It is a phenomenon that occurs in the blood when it stops having its usual characteristics, as is its liquid consistency, to begin to become viscous.
This type of coagulation triggers an effect on the enzymes that in turn affect other molecules of the body created thus, in this way, what has been called avalanche point, as the evolution of coagulation is compromising its passage always a greater number of cells in crescendo.
Hence, it is called a coagulation cascade.
Damage to the walls of blood vessels exposes cells that contain tissue factors from the cell layers underlying the bloodstream.
The Factor of Tissue (TF for its acronym in English) is able to bind in the presence of calcium to Factor VII (FVII), which circulates at low levels in the bloodstream, calcium forming a bridge between TF and FVII.
This triggers an extracellular cascade involving sequential activations of serine protease: TF / FVII is activated by automatic cleavage to TF / FVIIa, which together with FVIIIa (cofactor) converts FIX into FIXa, which converts FX into FXa (although TF / FVIIa can also convert FX directly to FXa).
Together with FVa (cofactor) converts FII (prothrombin) into FIIa (thrombin), which converts fibrinogen to fibrin , which causes fibrin deposition and activation of platelets to form blood clots (activation of FXIII FXIIIa stabilizes the clot of fibrin when crossing it).
Inhibition by feedback
The tissue factor pathway inhibitor (TFPI) is an anticoagulant protein that acts as a Kunitz-type serine protease inhibitor. TFPI is a dual inhibitor, which binds to the TF / FVIIa complex to prevent it from acting on its FIX and FX substrates.
It also directly inhibits FXa – in fact, the TFPI / FXa complex is a more effective inhibitor of TF / FVIIa than TFPI alone, possibly forming a large TFPI / FXa / TF / FVIIa complex.
Therefore, FXa exercises a negative feedback on its own production. With the inhibition of the TF / FVIIa complex, additional FIXa and FXa can only be produced through the action of FXIa, which is generated from FXI by thrombin in the posterior part of the cascade.
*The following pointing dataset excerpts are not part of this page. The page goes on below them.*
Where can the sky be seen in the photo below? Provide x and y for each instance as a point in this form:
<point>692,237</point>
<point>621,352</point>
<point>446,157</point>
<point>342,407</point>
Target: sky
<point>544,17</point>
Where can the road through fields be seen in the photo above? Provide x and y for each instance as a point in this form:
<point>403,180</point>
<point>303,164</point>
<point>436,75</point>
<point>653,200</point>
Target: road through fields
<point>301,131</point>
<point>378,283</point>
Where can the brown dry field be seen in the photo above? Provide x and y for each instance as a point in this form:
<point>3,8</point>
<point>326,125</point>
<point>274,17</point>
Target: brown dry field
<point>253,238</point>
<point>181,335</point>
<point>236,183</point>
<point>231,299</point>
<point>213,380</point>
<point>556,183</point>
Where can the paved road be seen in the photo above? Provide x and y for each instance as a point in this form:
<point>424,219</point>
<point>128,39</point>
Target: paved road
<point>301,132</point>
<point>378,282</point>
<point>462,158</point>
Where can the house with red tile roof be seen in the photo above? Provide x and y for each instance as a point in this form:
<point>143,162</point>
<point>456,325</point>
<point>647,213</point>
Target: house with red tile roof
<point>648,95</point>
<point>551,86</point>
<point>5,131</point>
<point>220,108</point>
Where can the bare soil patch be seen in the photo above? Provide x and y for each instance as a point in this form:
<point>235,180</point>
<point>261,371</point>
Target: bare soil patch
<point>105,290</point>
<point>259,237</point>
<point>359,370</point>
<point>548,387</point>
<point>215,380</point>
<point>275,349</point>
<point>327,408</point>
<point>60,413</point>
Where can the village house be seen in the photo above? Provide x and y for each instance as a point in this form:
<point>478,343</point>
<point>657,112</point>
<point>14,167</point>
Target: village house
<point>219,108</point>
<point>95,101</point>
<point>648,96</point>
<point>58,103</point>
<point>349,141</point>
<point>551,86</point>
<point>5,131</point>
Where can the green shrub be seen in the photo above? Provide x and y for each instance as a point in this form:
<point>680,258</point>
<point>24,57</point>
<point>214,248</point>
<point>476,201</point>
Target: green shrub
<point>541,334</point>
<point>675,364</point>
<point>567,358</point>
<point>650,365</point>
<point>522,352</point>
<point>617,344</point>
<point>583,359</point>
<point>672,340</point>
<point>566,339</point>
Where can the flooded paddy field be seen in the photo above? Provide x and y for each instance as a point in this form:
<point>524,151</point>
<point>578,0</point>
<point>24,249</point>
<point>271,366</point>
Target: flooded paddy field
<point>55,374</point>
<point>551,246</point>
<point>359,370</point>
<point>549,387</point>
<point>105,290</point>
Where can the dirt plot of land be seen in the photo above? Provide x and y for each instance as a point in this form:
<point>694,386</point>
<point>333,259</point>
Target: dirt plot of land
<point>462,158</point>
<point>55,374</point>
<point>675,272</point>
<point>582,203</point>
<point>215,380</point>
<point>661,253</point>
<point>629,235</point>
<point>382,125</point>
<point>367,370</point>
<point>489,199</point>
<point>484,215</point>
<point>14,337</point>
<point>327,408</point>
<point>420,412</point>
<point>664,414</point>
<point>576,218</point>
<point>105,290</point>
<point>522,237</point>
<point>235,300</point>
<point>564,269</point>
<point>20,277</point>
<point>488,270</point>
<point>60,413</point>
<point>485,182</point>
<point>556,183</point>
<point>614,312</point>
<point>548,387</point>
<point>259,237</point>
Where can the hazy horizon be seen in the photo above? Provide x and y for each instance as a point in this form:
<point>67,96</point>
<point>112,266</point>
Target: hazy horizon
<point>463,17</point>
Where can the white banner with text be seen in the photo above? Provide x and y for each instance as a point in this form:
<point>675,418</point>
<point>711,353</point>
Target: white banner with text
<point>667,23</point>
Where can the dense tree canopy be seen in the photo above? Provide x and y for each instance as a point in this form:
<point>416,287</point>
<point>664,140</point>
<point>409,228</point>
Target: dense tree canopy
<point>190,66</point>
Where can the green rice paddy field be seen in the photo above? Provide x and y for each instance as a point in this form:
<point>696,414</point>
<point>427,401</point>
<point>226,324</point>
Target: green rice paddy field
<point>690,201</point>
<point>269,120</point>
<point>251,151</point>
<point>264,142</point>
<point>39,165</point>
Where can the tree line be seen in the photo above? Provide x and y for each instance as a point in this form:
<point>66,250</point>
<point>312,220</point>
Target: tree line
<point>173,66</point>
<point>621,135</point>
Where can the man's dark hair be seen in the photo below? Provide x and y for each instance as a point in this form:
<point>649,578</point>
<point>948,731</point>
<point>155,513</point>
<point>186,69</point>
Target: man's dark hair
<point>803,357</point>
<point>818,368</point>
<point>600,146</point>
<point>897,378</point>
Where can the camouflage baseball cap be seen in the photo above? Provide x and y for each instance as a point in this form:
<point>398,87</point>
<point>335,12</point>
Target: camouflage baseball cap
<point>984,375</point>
So, therefore, the TFPI action is not absolute. It is thought that TFPI is important for modulating TF-induced thrombogenesis, since inadequate thrombus formation in blood vessels can cause cardiovascular diseases such as myocardial infarction, stroke and pulmonary embolism, among others.
A link between blood clotting and inflammation
The tissue factor also has an important role to play in inflammation, since the initiation of the signaling pathway of extracellular blood coagulation can trigger a signaling pathway of intracellular inflammation.
The activated coagulation factors FVIIa, FXa and FIIa (thrombin) are proinflammatory, capable of inducing an inflammatory state through protease activated receptors (PAR) found on the surface of several cell types.
Activation of PAR receptors can induce the expression of a variety of inflammatory molecules, including tissue necrosis factor, interleukins, adhesion molecules (MCP-1, ICAM-1, VCAM-1) and growth factors (VEGF, PDGF , bFGF), among others.
PARs are G-protein coupled receptors (GPCR), where PAR-1, 3 or 4 transmits FIIa signaling, PAR-1, 2 or 3 transmits FXa signaling, and PAR-2 transmits FVIIa signaling.
Fibrin can also promote an inflammatory response. In addition to activation of the PAR receptor, phosphorylation of the cytoplasmic domain of tissue factor can lead to intracellular signaling events.
In addition, inflammation can promote coagulation through a feedback cycle in the expression of TF: several inflammatory signals, such as AP-1, Erg-1 and NFkB, can increase TF expression, improving its availability for binding of FVII or FVIIa.
This creates, finally, a cycle of coagulation-inflammation, where each path promotes the other, a reaction triggers another and so on.